To preserve critical brain functions during surgery, tests may include:
- Functional MRI (fMRI): Identifies active brain regions during specific tasks (e.g., listening, reading), pinpointing important functional areas.
- Wada test: Temporarily inactivates one brain hemisphere to test language and memory, determining language dominance.
- Brain mapping: Uses small surface electrodes for task-based electrical activity measurement when the patient is alert post-surgery.
- Magnetoencephalography (MEG): Analyzes brain’s magnetic fields to locate seizure sites, used alongside other data.
These assess verbal, nonverbal learning, and memory functions, providing insights into the affected brain area and a baseline for post-surgery function comparison.

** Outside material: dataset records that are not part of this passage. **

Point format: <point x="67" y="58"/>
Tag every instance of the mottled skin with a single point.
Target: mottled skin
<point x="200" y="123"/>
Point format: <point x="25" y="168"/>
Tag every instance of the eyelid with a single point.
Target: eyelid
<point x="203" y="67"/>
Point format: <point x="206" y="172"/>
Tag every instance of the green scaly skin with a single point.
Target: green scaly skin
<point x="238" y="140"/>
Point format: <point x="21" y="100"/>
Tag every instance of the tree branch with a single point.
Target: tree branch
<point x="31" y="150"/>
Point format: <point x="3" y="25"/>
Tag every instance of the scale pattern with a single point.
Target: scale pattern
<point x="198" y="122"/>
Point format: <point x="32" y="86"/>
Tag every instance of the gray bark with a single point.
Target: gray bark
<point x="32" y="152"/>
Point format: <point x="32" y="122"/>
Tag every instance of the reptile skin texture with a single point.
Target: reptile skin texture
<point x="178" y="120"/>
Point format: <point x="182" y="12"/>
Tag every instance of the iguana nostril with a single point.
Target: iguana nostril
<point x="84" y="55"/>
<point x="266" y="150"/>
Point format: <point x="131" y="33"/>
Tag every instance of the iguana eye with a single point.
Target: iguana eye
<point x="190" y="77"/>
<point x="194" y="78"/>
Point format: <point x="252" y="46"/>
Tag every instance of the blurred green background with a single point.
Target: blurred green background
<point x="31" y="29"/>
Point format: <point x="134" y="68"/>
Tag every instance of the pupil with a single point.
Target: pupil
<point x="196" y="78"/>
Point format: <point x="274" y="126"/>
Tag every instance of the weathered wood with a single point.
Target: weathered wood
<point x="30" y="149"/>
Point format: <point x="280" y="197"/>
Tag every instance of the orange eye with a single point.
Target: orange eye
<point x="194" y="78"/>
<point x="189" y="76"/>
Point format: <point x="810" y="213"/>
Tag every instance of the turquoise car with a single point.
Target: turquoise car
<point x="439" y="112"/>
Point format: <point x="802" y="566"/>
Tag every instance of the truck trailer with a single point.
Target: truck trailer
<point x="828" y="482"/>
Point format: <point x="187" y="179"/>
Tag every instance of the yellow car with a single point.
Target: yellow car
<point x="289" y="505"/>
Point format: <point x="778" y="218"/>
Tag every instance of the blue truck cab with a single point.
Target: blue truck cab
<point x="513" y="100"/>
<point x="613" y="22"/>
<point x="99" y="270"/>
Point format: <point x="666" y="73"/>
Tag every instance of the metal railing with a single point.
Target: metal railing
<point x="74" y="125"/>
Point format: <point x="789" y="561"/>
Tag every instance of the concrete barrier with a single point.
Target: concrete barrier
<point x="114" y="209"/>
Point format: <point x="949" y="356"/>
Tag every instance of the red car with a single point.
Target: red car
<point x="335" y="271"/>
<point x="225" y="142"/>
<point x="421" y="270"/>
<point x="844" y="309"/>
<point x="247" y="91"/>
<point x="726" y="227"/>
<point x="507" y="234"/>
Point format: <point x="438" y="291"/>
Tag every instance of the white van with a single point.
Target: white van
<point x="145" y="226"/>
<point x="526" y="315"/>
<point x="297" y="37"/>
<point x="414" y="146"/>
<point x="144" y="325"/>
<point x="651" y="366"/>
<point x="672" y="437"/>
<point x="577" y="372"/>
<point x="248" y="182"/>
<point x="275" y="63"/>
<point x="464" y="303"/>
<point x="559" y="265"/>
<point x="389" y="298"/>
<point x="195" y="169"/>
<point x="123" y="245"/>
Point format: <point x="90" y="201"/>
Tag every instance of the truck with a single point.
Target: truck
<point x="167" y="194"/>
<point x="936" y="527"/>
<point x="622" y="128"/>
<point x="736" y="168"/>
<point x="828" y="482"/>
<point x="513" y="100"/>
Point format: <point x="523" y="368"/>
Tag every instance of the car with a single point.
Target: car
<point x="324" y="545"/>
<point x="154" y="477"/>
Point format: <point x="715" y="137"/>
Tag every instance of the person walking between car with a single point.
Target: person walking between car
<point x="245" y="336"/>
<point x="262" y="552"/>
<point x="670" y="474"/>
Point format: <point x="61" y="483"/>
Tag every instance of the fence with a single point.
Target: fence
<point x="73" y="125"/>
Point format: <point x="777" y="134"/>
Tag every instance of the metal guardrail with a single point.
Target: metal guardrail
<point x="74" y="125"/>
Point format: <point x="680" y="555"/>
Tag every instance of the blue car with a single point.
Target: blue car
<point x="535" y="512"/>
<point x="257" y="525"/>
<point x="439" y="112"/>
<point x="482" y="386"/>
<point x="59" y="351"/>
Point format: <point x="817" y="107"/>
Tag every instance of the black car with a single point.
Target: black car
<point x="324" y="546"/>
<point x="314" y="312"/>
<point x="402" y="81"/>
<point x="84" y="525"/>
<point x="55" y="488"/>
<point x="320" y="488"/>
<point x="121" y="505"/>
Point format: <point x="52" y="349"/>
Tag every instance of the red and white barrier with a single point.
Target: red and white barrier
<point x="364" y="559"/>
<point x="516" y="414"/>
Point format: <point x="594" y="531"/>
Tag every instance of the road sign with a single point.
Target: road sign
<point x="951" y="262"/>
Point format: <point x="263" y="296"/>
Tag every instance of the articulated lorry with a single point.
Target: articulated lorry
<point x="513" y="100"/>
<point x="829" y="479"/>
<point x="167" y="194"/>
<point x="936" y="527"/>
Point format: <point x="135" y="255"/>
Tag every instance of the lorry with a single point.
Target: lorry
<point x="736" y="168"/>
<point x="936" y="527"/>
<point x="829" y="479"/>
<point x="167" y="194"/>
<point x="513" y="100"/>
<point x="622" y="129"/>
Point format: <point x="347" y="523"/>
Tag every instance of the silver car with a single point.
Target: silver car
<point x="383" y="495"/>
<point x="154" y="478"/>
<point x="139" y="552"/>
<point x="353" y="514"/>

To minimize infection risk, the surgical area on the skull is shaved or clipped short. A flexible tube is inserted into a vein for IV fluids, anesthetics, or medication administration during surgery.
During the procedure
First, your healthcare provider will shave the part of your head where they’ll perform the surgery, and your anesthesiologist will administer anesthesia to ensure you remain asleep throughout the procedure, with close monitoring of vital signs including heart rate, blood oxygen level, and blood pressure by the healthcare team. The neurosurgeon will then remove a portion of your skull, potentially conducting an EEG to confirm seizure origins, and in certain instances, you may be temporarily awakened to respond to the surgeon’s queries, aiding in brain mapping without pain sensation. Following this, you’ll be returned to unconsciousness, and the neurosurgeon will address the seizure-affected brain tissue using the appropriate surgical method, before replacing and securing the skull bone and closing the incision with bandaging. The entire epilepsy surgery typically spans several hours.
After the procedure
Following epilepsy surgery, anticipate scalp and facial swelling as well as headaches, managed with medications that alleviate these symptoms, typically resolving within a few weeks. Most individuals require one day of intensive care followed by a hospital stay lasting three to four days. Anti-seizure medications will continue post-surgery to safeguard brain healing and reduce seizure risks. Rest is crucial as you gradually resume normal activities over four to six weeks, with a return to work or school expected within one to three months. If seizure-free for a year or longer, medication dosage may be gradually reduced or stopped by your healthcare provider. Rehabilitation therapy is unnecessary unless vital functions such as speech, memory, or movement are impacted.
The success of your epilepsy surgery hinges on various factors, including the type, frequency, and severity of your seizures, the specific brain region involved, the chosen surgical procedure, your age, and any pre-existing health conditions you may have.
In about half of cases, individuals undergoing an epilepsy surgical assessment may require the insertion of small electrode wires into their brain for further testing to pinpoint the seizure source.
For those opting for neuromodulation surgeries, approximately half may experience improved seizure control. In contrast, between 50% and 85% of individuals undergoing resection surgery or hemispherectomy may observe significant enhancements in seizure management, with some even achieving seizure freedom.
To gain clarity on the potential outcomes specific to your situation, it’s essential to discuss these factors with your neurosurgeon.